House - medieval, Waterford City, Co. Waterford
Co. Waterford |
House
Beneath the streets of Waterford, a few metres east of where St Peter's church once stood, the remains of a medieval undercroft quietly outlasted the building it once supported. An undercroft is a vaulted or semi-subterranean ground-floor chamber, typically used for storage, and this one is substantial: roughly 25 metres north to south and just over 8 metres wide, with walls between 0.7 and 1 metre thick and footings a full metre wide. Three relieving arches, structural openings built into the outer face of the west wall to distribute the weight of the masonry above, were visible during excavation, as was a doorway with two steps descending from it at the eastern end of the south wall. It is the kind of structure that suggests a prosperous merchant household, built to last and built with some ambition.

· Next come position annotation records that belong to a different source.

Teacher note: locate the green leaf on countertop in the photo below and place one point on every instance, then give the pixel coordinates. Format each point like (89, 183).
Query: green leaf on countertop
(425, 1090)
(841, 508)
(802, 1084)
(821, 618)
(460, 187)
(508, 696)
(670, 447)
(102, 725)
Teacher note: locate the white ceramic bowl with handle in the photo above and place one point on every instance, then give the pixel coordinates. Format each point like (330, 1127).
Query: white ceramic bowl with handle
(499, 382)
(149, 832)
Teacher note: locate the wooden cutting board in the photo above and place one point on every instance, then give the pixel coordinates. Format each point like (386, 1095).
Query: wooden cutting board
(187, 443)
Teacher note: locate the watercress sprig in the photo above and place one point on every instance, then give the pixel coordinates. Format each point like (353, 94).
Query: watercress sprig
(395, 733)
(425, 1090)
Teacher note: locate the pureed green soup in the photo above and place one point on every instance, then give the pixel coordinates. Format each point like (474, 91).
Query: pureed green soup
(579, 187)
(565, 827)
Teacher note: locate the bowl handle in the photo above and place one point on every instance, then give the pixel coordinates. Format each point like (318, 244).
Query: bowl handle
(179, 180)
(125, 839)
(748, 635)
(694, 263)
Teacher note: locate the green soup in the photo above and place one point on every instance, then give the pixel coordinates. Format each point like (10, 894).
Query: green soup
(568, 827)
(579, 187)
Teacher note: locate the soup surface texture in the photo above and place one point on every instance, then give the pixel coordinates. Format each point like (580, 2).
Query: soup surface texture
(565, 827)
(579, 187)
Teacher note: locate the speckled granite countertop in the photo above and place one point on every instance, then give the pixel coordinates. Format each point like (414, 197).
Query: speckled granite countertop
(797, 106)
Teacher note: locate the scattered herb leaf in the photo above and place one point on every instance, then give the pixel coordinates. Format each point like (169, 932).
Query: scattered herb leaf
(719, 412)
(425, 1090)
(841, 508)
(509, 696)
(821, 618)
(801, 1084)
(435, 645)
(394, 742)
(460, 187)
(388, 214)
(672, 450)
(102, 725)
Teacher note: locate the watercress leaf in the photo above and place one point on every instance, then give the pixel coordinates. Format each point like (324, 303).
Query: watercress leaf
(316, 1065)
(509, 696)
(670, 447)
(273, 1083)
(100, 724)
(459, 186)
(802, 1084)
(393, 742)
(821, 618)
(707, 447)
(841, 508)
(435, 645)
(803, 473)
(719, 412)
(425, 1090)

The undercroft may have formed part of a house constructed in 1470 by a man named John Collyn, on land granted to him by Thomas Rice. The grant is recorded in a register connected to the chantry of St Saviour in Waterford, placing this otherwise anonymous building within the documented social and ecclesiastical life of the late medieval city. At some later point the structure was enlarged considerably: a stone-lined pit lying 9 metres to the south was absorbed into the expanded plan, and a new building was added to the south and west, its interior measuring approximately 13 metres by 11.4 metres. The east wall of this later addition butted directly against the south wall of the original undercroft, a detail that archaeologists can read as evidence of phased construction rather than a single build. The whole complex was examined during excavations carried out between 1986 and 1992, part of a major programme of urban archaeology in Waterford that transformed understanding of the city's Viking-age and medieval layers.